FILE PHOTOS: Italian Prime Minister Giuseppe Conte speaks at the upper house of parliament about coronavirus (COVID-19) in Rome, Italy, 28 July 2020. REUTERS / Remo Casilli

ROME (Reuters) – The upper house of the Italian parliament on Wednesday authorized the government to increase the 2020 budget deficit, paving the way for approval in early August of the latest stimulus package aimed at helping the economy overcome the coronavirus crisis.

The new measures, worth a total of 25 billion euros (22.6 billion pounds), will push Italy’s fiscal gap to 11.9% of national output, versus the 10.4% goal set in April and the 1.6% figure reported in 2019, the lowest in 12 years.

Rome sees its public debt, the second highest in the euro zone after Greece, rising to 157.6% of GDP this year.

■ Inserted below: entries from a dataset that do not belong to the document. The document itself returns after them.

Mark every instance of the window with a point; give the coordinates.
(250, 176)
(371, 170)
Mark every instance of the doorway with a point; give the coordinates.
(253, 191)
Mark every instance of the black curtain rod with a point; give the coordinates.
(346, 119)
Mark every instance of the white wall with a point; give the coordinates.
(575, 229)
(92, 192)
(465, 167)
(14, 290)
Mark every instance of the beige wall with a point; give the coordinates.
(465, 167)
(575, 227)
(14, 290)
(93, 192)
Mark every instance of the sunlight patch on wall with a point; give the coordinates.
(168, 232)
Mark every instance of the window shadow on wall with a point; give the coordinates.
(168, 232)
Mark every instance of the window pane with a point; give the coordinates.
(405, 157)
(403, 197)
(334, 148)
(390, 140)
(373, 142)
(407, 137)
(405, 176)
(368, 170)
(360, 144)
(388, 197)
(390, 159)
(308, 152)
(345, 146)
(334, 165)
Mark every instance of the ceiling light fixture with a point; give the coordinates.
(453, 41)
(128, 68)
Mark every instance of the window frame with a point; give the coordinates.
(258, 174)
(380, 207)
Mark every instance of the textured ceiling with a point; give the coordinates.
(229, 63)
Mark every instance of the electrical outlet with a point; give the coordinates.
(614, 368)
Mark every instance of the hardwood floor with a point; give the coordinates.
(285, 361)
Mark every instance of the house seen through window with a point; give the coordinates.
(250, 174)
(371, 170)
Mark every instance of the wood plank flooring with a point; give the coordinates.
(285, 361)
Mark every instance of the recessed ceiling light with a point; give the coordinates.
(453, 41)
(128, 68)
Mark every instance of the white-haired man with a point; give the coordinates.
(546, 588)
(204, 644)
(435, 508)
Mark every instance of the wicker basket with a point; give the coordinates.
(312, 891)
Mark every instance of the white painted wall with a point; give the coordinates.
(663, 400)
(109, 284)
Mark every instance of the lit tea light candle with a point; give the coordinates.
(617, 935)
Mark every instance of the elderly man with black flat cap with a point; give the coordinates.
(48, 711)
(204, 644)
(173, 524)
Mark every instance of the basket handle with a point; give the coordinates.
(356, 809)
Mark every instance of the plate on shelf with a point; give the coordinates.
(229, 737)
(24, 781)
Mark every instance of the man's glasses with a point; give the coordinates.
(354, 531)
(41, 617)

The Senate endorsed deficit requests with 170 fourth votes in 319 seats, with right-wing opposition parties abstaining. The lower house, where the coalition has a much bigger majority, will vote on the size later on Wednesday.

Italy has said additional spending will be used to increase funding for education and local authorities, to help workers who were temporarily laid off during the crisis and to help the tourism and automotive sectors.

Speaking to lawmakers before the vote, Economy Minister Roberto Gualtieri also pledged to extend a moratorium on home loan payments which will now end in September.

New measures come on top of the around 75 billion euros that have been mobilized to help businesses and families. Overall, Rome plans to pledge up to 212 billion euros including state guarantees for bank loans, although only part of this amount is expected to be spent.

The size of the planned additional deficit can be reviewed later this year, because Italy hopes to load up to 10% of the money that can be received from European recovery funds starting in 2021.

Prime Minister Giuseppe Conte announced this week that Italy would send Europe a national recovery plan in mid-October.